A Yahoo spokeswoman also said the company had no comment on the report.
The Sunday Times wrote that Microsoft would bring in Jonathan Miller, the former CEO of AOL, and Ross Levinsohn, a former president of Fox Interactive Media, to manage a new team.
The Times also wrote that Microsoft seeks a 10-year agreement with Yahoo to run Yahoo's search business. Microsoft would have a two-year call option to buy that business for $20 billion. Yahoo would still run its own e-mail, messaging and content services, the paper wrote.
Microsoft began courting Yahoo earlier this year, offering US$44.6 billion in February for the entire company, or around US$31 per share. Yahoo's cofounder and then-CEO Jerry Yang held out for a higher offer, but Microsoft eventually lost interest.

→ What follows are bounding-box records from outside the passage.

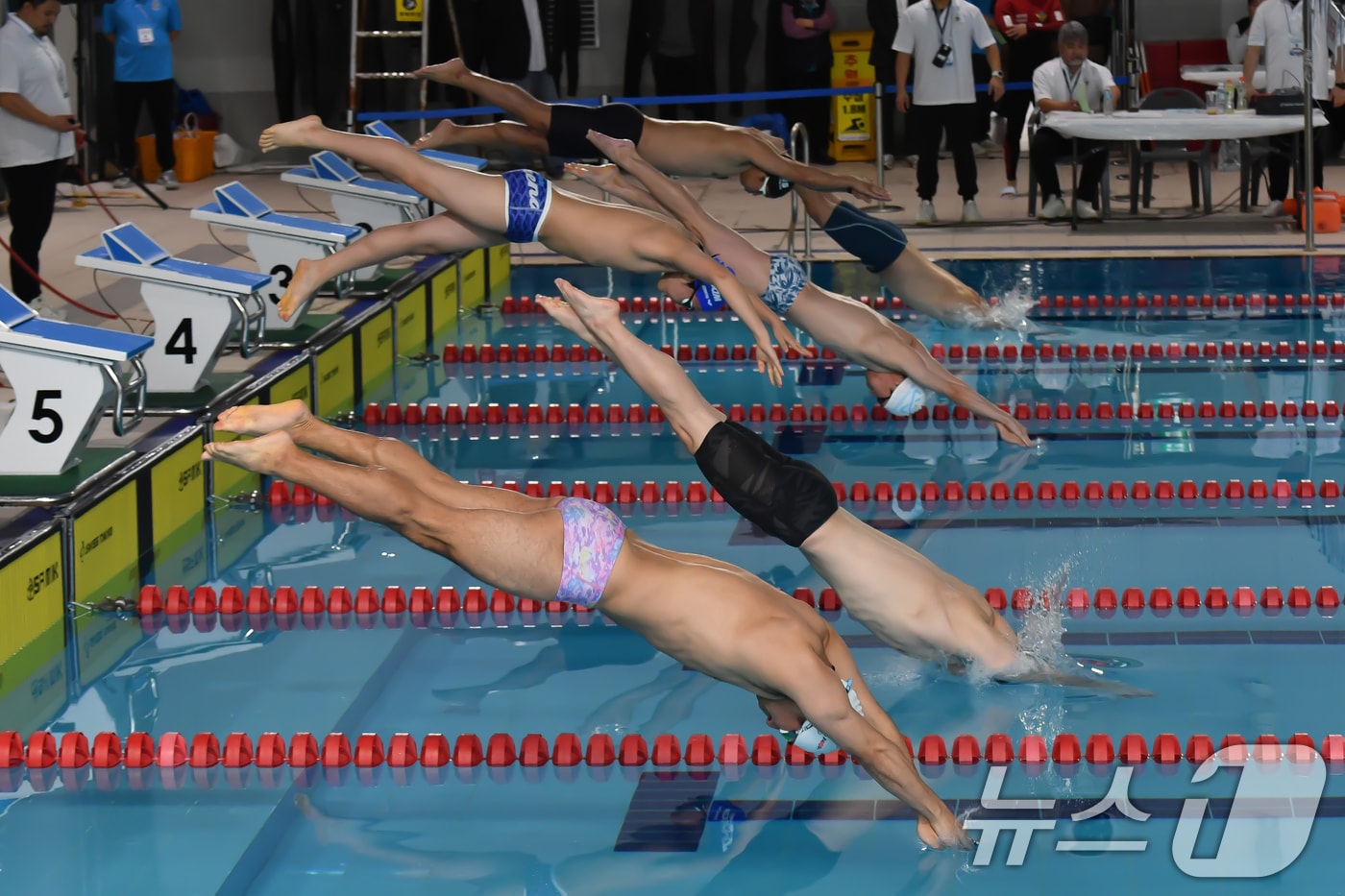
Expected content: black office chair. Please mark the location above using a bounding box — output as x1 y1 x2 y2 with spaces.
1028 107 1111 218
1130 87 1213 215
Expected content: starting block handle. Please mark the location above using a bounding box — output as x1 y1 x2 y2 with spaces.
104 358 149 436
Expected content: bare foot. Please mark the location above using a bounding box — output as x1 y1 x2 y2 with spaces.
588 131 635 161
411 60 472 86
215 399 313 436
201 429 297 476
411 116 457 150
276 258 327 320
555 278 622 338
532 296 598 346
565 161 622 192
257 115 327 152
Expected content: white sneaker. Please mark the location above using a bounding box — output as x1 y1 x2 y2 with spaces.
28 296 66 320
1037 197 1069 221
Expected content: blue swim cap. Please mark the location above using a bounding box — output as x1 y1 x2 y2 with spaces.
682 255 736 311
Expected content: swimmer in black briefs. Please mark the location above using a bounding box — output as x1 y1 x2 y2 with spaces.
416 60 891 199
799 187 999 327
538 279 1151 695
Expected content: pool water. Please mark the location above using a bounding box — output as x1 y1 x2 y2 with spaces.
0 254 1345 895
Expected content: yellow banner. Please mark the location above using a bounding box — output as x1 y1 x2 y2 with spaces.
397 285 429 355
74 482 140 603
458 249 487 311
313 333 355 417
359 308 394 394
0 531 66 661
149 436 206 560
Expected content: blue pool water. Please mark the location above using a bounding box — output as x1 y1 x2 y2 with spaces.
0 259 1345 895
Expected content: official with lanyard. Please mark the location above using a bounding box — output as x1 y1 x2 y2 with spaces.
0 0 84 316
102 0 182 190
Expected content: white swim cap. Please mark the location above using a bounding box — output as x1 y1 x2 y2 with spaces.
882 378 929 417
780 678 864 754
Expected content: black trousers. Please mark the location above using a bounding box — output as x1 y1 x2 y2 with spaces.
0 158 66 303
649 53 714 121
114 80 178 171
1030 128 1107 206
1265 100 1333 202
909 102 979 199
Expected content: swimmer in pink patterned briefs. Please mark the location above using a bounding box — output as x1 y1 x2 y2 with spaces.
203 400 972 849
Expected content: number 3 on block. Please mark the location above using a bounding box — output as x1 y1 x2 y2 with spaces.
164 318 196 365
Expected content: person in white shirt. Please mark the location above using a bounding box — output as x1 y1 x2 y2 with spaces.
0 0 82 316
1243 0 1345 218
892 0 1005 225
1030 21 1120 221
1225 0 1260 66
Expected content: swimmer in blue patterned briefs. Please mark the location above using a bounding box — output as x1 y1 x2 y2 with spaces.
566 133 1032 447
258 115 799 385
203 400 972 849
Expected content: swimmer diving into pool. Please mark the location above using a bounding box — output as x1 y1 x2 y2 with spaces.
202 400 972 849
537 279 1137 695
258 115 799 385
416 60 892 201
573 132 1032 447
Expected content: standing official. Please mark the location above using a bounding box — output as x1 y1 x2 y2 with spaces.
0 0 81 318
102 0 182 190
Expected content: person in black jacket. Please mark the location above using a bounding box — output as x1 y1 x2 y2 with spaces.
868 0 900 168
626 0 716 121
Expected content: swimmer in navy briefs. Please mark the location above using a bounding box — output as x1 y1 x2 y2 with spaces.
203 400 971 848
568 133 1032 447
258 115 797 385
416 60 891 199
538 279 1142 699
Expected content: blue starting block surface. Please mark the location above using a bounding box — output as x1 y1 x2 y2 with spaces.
75 224 270 296
0 286 155 360
191 181 364 245
280 152 425 205
364 121 485 171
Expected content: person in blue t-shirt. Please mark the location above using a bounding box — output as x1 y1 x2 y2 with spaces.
102 0 182 190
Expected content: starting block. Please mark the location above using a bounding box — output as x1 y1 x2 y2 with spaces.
280 151 429 279
75 224 272 412
0 286 154 484
364 121 485 171
191 181 364 339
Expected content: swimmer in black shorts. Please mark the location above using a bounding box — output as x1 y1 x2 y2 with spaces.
566 133 1032 447
799 187 998 327
538 279 1151 695
416 60 891 199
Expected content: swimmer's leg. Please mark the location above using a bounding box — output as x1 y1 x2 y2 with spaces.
202 430 565 600
414 118 550 157
215 399 555 513
258 115 508 232
544 279 723 453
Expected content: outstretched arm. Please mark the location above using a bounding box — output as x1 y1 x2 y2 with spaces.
659 238 796 386
882 328 1032 448
746 137 892 202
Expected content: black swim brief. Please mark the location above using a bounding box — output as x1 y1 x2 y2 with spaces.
546 102 645 158
821 202 907 273
696 420 840 547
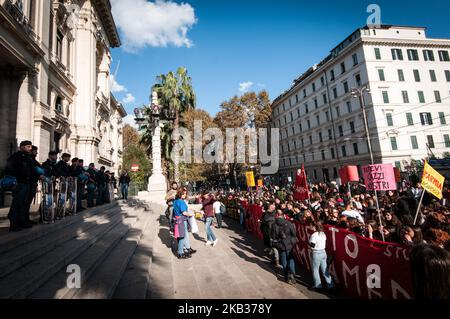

Yahoo's stock has since quickly fallen along with the stock of many other technology companies that are feeling the effects of the global credit crunch. Yahoo's stock closed on Friday at $11.28 per share, putting its total market capitalization at US$15.96 billion.
Yang stepped down as CEO last week after taking over in June 2007. The company has been under increasing pressure from investors such as Carl Icahn, who is one of Yahoo's directors, to either make a deal or change the company's management.